No direct ties have been found between the book and bin Laden, but the similarities are often uncanny. Most reviewers in recent years have noted Alamut's illusory quality of having been written yesterday.

WRITING ALAMUT

The story behind Alamut begins in Vladimir Bartol's childhood. Bartol was born in 1903--the same year as George Orwell--in the village of Sveti Ivan just outside Trieste, in what was then the Austrian empire. In his youth, he saw firsthand the bloodshed and carnage of the Soca Front, one of the most apocalyptic battlefields of World War I--which also inspired Ernest Hemingway's A Farewell to Arms. Though too young to serve in the military at that time, Bartol lived nearby, and the horrors of war that he witnessed are clearly reflected in his later works, among them Alamut.

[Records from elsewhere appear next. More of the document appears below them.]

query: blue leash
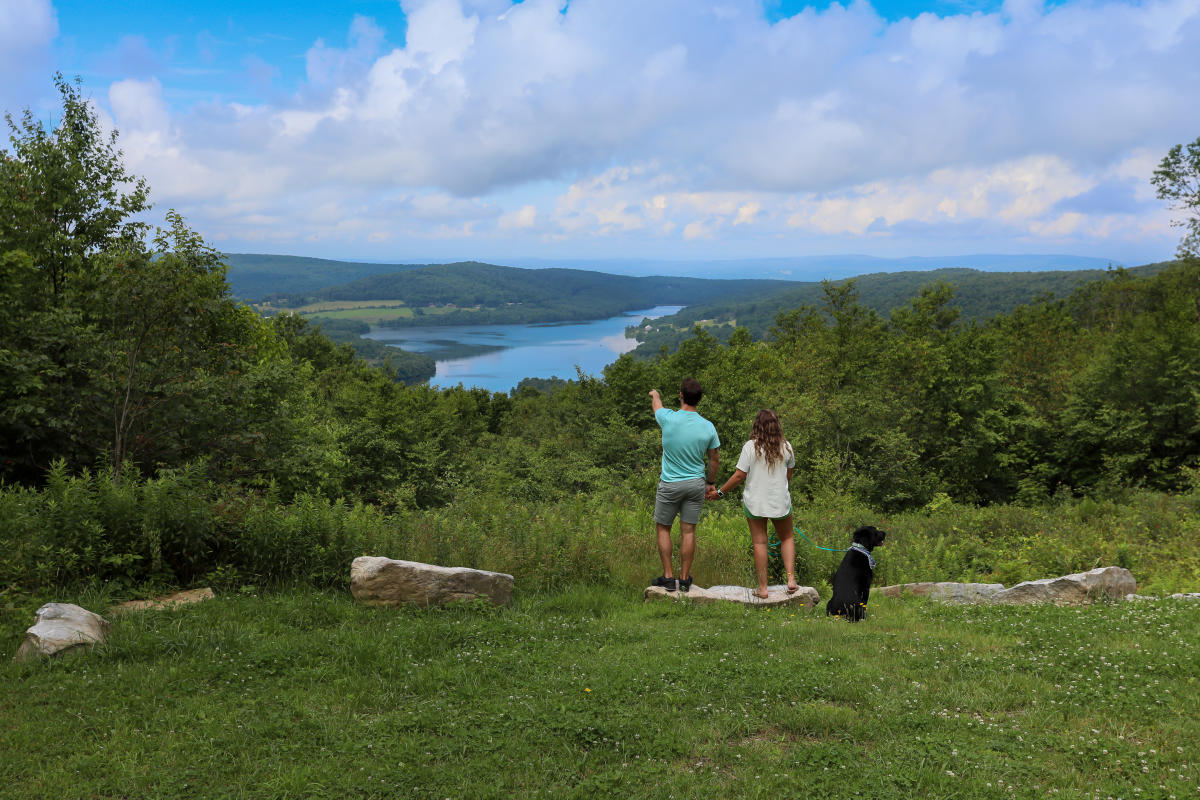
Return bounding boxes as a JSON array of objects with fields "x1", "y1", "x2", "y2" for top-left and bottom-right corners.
[{"x1": 793, "y1": 525, "x2": 847, "y2": 553}]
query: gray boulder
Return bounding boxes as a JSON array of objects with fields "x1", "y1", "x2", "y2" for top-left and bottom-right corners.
[
  {"x1": 878, "y1": 582, "x2": 1005, "y2": 604},
  {"x1": 350, "y1": 556, "x2": 514, "y2": 607},
  {"x1": 14, "y1": 603, "x2": 110, "y2": 663},
  {"x1": 644, "y1": 584, "x2": 818, "y2": 609},
  {"x1": 993, "y1": 566, "x2": 1136, "y2": 606}
]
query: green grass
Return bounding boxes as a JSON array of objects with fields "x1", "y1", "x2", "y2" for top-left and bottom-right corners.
[
  {"x1": 292, "y1": 301, "x2": 410, "y2": 312},
  {"x1": 3, "y1": 587, "x2": 1198, "y2": 799},
  {"x1": 250, "y1": 300, "x2": 476, "y2": 325},
  {"x1": 300, "y1": 304, "x2": 476, "y2": 324},
  {"x1": 303, "y1": 307, "x2": 416, "y2": 323},
  {"x1": 378, "y1": 489, "x2": 1200, "y2": 598}
]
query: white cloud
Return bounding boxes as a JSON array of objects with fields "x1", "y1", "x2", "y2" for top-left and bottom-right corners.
[
  {"x1": 783, "y1": 155, "x2": 1096, "y2": 235},
  {"x1": 25, "y1": 0, "x2": 1196, "y2": 258},
  {"x1": 498, "y1": 204, "x2": 537, "y2": 230},
  {"x1": 734, "y1": 203, "x2": 761, "y2": 226}
]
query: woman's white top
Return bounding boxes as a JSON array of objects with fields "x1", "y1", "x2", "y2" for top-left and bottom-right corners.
[{"x1": 735, "y1": 439, "x2": 795, "y2": 519}]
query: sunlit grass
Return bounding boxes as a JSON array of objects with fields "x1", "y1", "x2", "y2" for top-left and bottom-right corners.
[
  {"x1": 3, "y1": 588, "x2": 1197, "y2": 799},
  {"x1": 248, "y1": 300, "x2": 479, "y2": 325},
  {"x1": 293, "y1": 300, "x2": 410, "y2": 312},
  {"x1": 303, "y1": 307, "x2": 415, "y2": 323}
]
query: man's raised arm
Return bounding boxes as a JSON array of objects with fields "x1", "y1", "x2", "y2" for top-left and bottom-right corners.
[{"x1": 649, "y1": 389, "x2": 664, "y2": 413}]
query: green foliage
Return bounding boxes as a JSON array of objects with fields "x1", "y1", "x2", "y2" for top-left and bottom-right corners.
[
  {"x1": 0, "y1": 73, "x2": 149, "y2": 302},
  {"x1": 1152, "y1": 135, "x2": 1200, "y2": 260},
  {"x1": 0, "y1": 251, "x2": 96, "y2": 483},
  {"x1": 0, "y1": 78, "x2": 349, "y2": 492},
  {"x1": 0, "y1": 466, "x2": 393, "y2": 594},
  {"x1": 221, "y1": 252, "x2": 427, "y2": 301},
  {"x1": 73, "y1": 212, "x2": 243, "y2": 480},
  {"x1": 631, "y1": 264, "x2": 1165, "y2": 358},
  {"x1": 304, "y1": 317, "x2": 435, "y2": 384},
  {"x1": 5, "y1": 466, "x2": 1200, "y2": 605},
  {"x1": 271, "y1": 260, "x2": 792, "y2": 326}
]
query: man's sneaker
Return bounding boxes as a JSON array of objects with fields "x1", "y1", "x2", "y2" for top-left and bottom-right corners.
[
  {"x1": 678, "y1": 576, "x2": 693, "y2": 593},
  {"x1": 652, "y1": 575, "x2": 679, "y2": 592}
]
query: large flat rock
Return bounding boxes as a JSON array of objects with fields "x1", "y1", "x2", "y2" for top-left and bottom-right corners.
[
  {"x1": 110, "y1": 588, "x2": 214, "y2": 615},
  {"x1": 351, "y1": 556, "x2": 514, "y2": 607},
  {"x1": 993, "y1": 566, "x2": 1136, "y2": 606},
  {"x1": 14, "y1": 603, "x2": 110, "y2": 662},
  {"x1": 878, "y1": 582, "x2": 1005, "y2": 604},
  {"x1": 644, "y1": 584, "x2": 819, "y2": 609},
  {"x1": 877, "y1": 567, "x2": 1136, "y2": 607}
]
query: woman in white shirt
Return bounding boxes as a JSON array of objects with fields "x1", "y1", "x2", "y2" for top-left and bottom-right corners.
[{"x1": 711, "y1": 409, "x2": 798, "y2": 599}]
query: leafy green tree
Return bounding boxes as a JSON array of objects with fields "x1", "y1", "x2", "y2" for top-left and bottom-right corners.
[
  {"x1": 1, "y1": 77, "x2": 324, "y2": 489},
  {"x1": 1152, "y1": 136, "x2": 1200, "y2": 260},
  {"x1": 886, "y1": 283, "x2": 1011, "y2": 504},
  {"x1": 1056, "y1": 262, "x2": 1200, "y2": 491},
  {"x1": 0, "y1": 251, "x2": 95, "y2": 483},
  {"x1": 73, "y1": 212, "x2": 236, "y2": 481},
  {"x1": 0, "y1": 74, "x2": 149, "y2": 303}
]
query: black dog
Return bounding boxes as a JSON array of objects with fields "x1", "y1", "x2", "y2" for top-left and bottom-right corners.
[{"x1": 826, "y1": 525, "x2": 887, "y2": 621}]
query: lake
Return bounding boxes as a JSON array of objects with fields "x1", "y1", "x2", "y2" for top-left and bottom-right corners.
[{"x1": 363, "y1": 306, "x2": 684, "y2": 392}]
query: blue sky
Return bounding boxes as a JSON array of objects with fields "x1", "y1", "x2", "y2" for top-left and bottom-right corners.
[{"x1": 4, "y1": 0, "x2": 1198, "y2": 266}]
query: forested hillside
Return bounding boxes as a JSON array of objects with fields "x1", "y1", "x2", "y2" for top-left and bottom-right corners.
[
  {"x1": 245, "y1": 254, "x2": 1164, "y2": 353},
  {"x1": 630, "y1": 263, "x2": 1169, "y2": 356},
  {"x1": 4, "y1": 79, "x2": 1200, "y2": 606},
  {"x1": 266, "y1": 262, "x2": 798, "y2": 326},
  {"x1": 222, "y1": 253, "x2": 427, "y2": 301}
]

Bartol's family moved to Ljubljana when he was 18. Five years later, after graduating from the University of Ljubljana, he spent a year in Paris continuing his education at the Sorbonne.

A fellow member of a Paris literary circle, Josip Vidmar, is credited with inspiring Alamut by introducing Bartol to Marco Polo's accounts of his world travels. In 1927, Bartol returned to Ljubljana and started work on Alamut. He undertook extensive research, using such sources as Niccolo Machiavelli's 16th-century guide for rulers, The Prince, and the Koran. In total, the book took 10 years to complete.

Bartol wrote Alamut as he watched totalitarian regimes emerge in Europe after World War I. While Hitler and Stalin were the most prominent internationally, Mussolini and the Croatian Ustasa movement were the most threatening to Slovenes.

One-third of the Slovenian nation, living in the coastal Primorska region around Trieste, was subject to Mussolini's Italy. At the same time, radical Croatian nationalists threatened the integrity of the Kingdom of Yugoslavia and, more important, had their own designs on Slovenian territory.

In Hasan Ibn Sabbah's Assassins, Bartol made clear allusion to Hitler's SS and the Ustasa militias. However, when the German translation of Alamut was published in 1992, reviewers saw shades of the then-current war in Bosnia in its pages. On 11 September 2001, a new, more pressing connection emerged. Hassan Ibn Sabbah became the harbinger of Osama bin Laden, and the Assassins, Al Qaeda. The parallels are more than clear.